Monday, April 11, 2011

Left Behind

Letting myself
accept that I had fallen in love with Bingley was a breath of fresh air I
delightfully inhaled with ease. I knew the hard part would be breaking the news
to my spouse and to my family. If I could have controlled my emotions somehow, I
could have avoided all of the broken hearts and turbulence that the divorces and
remarriage will unavoidably cause everyone involved.


…But is that
fair? Should I lie about my feelings to keep the peace? Should I stay in an
unhappy life because I have already invested half of my life in it?


This situation
is something I had never considered could happen to me – and quite frankly, I’m
not built for it. If I didn’t have the comfort from the Holy Ghost, I could have
never done it. I would rather wallow in silent unhappiness so I could spare
others (and myself) the turmoil inflicted by me voicing my needs. I have always
been this way – I put myself second or third and never let anyone know that I
was suffering.


I can see how my
actions were a shock to everyone. I needed to be with Bingley and I came to the
understanding that there would never be a good time to leave my old life. I was
fixated on timing it just right, being fair, and I wanted my ex to be taken care
of. I also wanted to save my ex from himself. He is the type of guy to fly off
the handle and do disturbingly dumb and reckless things to hurt people, not
realizing he is only hurting himself. I had to push all of those thoughts aside.
The fear I felt was imprisoning my desire to take action.


I wonder how
many people stay in unhealthy situations because they are terrified about what
their spouse will do to them? It’s sick, and it helped me realize that if my
husband was going to do everything in his power to hurt me, then he is probably
someone I don‘t need in my life. He is so that guy. I prayed and asked
God to give me the strength and support to help me navigate this surprising new
path I could almost see. The answer I received was DON'T LOOK BACK. This
answer gave me all the tools I needed to follow my path with crystal clarity.


My ex did as I
predicted, making several pathetic attempts at trying to hurt me; but the
freedom I felt, knowing he wasn’t going to be able to do this to me for long,
was thrilling. He knew he had lost all emotional power over me so he moved to
plan B – he used my things to control me. All of my keepsakes and possessions I
had worked for and earned over my lifetime were being used as a way to inflict
control and pain. He even tried to take back gifts we had given my family in
good faith. Deeming what I could have and what I could not was a ridiculous
abuse of power that instantly dissolved when I let him know that I wanted
absolutely nothing. It was the only way to make it clear to my ex that he had no
more power over me.


I have
completely started over and I have to say it’s such a blessing to be free from
all that useless, material stuff I used to fill my time.

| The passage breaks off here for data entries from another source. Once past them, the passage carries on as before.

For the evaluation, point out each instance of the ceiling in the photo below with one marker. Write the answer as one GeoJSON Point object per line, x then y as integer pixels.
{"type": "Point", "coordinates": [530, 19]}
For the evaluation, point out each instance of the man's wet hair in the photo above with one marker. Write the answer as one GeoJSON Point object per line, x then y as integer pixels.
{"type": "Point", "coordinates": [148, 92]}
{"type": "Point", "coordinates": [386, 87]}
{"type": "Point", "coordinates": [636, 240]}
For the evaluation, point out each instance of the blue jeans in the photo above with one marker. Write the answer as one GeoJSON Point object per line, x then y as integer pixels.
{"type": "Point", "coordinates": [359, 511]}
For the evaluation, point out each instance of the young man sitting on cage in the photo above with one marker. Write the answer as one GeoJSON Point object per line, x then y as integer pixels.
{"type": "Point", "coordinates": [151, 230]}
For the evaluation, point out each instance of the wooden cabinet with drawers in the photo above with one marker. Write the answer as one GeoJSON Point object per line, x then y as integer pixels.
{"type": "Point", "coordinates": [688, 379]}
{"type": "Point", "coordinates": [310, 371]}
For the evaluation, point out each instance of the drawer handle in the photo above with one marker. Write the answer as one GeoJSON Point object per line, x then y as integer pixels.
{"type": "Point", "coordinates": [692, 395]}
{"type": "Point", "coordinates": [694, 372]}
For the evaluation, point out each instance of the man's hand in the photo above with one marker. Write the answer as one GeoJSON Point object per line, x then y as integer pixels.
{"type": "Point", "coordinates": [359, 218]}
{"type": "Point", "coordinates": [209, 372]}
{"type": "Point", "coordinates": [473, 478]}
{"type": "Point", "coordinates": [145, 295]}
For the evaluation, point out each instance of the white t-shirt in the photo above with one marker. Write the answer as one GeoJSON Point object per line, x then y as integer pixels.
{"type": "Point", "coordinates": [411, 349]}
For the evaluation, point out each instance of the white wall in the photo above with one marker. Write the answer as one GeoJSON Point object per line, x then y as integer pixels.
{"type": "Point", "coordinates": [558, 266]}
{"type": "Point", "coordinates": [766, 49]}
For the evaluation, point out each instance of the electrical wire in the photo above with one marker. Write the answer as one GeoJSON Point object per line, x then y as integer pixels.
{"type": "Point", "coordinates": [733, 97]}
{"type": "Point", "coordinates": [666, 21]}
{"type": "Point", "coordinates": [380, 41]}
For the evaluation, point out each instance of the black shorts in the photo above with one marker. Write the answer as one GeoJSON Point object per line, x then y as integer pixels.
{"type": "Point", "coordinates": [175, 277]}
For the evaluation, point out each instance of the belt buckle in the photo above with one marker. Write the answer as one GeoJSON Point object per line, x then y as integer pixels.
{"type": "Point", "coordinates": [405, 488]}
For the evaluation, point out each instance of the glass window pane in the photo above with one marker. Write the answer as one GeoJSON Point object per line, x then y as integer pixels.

I didn’t really
know how truly unhappy I was until I broke free from all of the gadgets I used
to conceal and distract myself from my discontent. I didn’t know it was giving
me the illusion of happiness. Now there is this constant undertone of true
happiness I feel, which makes life easier to breathe in. It’s a blessing I wish
everyone could experience. There is never a convenient time to change the bad in
your life. Don’t let fear and loss of your things keep you from happiness. Find
the strength to choose now and NEVER LOOK BACK!